I can remember, perhaps a little too vividly, a time when I was asked to put my camera down for a photo with another person. I had been hiding behind my camera all weekend. It’s a fantastic excuse to get out of talking to people. As soon as my camera left my hands I felt as though I was standing in the middle of a room naked and all eyes were on me.
I literally had to choke back tears. The people around me had no idea what was going on and I wasn’t about to bombard them with my little episode. As soon as the picture was taken, my camera was back in my hands and I ran off to hide until the panic wore off.
It sound so stupid to write that now. But knowing how I felt at that moment, it wasn’t stupid, it was real.
Cody said in his post about managing my depression that one of the biggest things he attempts to do for me when I’m sinking is to distract me, and the very best way to do that is with my camera and Photoshop (and my new crush, Lightroom.)
On my flight back from LA last year I was a sobbing, shaking mess, that is, unless I was able to have my laptop open and work through the photos Heather and Mike allowed me to capture at Maddie’s service. It was on that flight that I realized that photography is my safe place.
At the Blissdom conference in February I was in a much better place emotionally, and rather than hiding behind my camera, I used it as a way to get to know people. On the night Harry Connick Jr. performed I walked around taking pictures of everyone at the party.
I didn’t delete a single photo.
Every click of my shutter revealed the most lovely women, radiating with happiness.
It was intoxicating.
I would imagine that the way people look at me when I’m taking pictures is the way I look at runners. With a giant question mark above their head. Sure I’d like to like to run, and I’m sure it’s enjoyable to those who do it…but…I don’t get it. It looks so, boring.
And then there’s the people who hold their cameras up, demand that their children sit up straight and smile. *sigh* I mean, there’s nothing wrong with that, yay for capturing an occasion! It’s just not very, natural.

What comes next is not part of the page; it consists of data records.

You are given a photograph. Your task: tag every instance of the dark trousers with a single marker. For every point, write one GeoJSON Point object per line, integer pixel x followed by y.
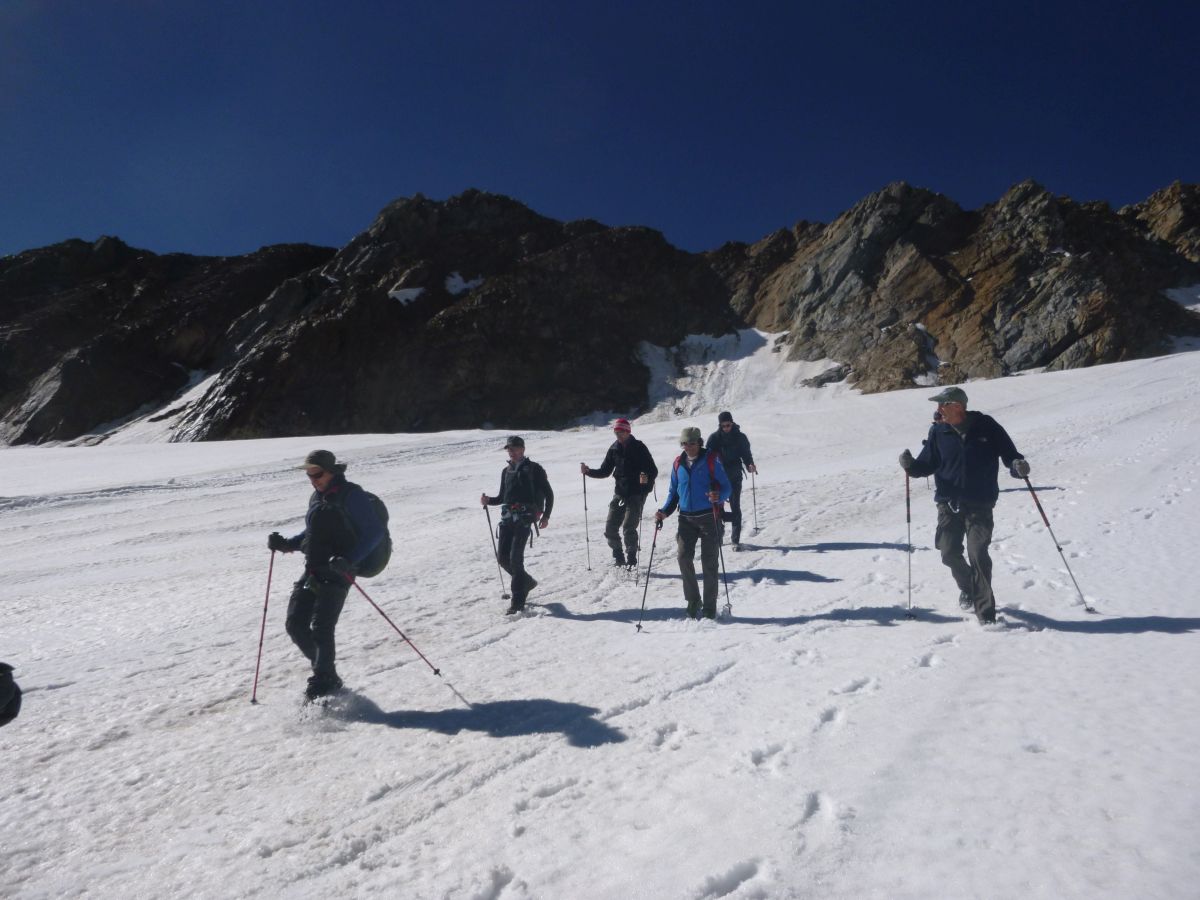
{"type": "Point", "coordinates": [735, 517]}
{"type": "Point", "coordinates": [693, 528]}
{"type": "Point", "coordinates": [624, 517]}
{"type": "Point", "coordinates": [973, 577]}
{"type": "Point", "coordinates": [510, 549]}
{"type": "Point", "coordinates": [312, 617]}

Rarely, if ever, do I point my camera at something just to take a picture of it. I see things differently. When I look through my viewfinder I see angles, shapes, colors, reflections, movement and emotions. I see stuff other people don’t.

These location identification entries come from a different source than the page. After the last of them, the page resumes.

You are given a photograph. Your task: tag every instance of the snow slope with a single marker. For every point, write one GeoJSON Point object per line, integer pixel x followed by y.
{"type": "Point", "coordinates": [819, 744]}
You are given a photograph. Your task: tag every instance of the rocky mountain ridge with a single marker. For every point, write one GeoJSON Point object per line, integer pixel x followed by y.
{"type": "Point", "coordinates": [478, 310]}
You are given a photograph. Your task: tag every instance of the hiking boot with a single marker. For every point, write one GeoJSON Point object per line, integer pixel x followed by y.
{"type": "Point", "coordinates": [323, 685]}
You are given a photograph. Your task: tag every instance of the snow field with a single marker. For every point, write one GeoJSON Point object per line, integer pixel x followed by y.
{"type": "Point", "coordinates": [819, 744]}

My mom left me a comment years ago that said “It’s becoming extremely clear to me why, even though you lived with Emilie and me, you grew up in a different place. Your brain is amazingly awesome.”
Now I wouldn’t go so far as to say that my brain is amazingly awesome, because sometimes it plays horrible tricks on me, however I do know for a fact that it works differently.
And I’m actually, finally, kind of grateful for that.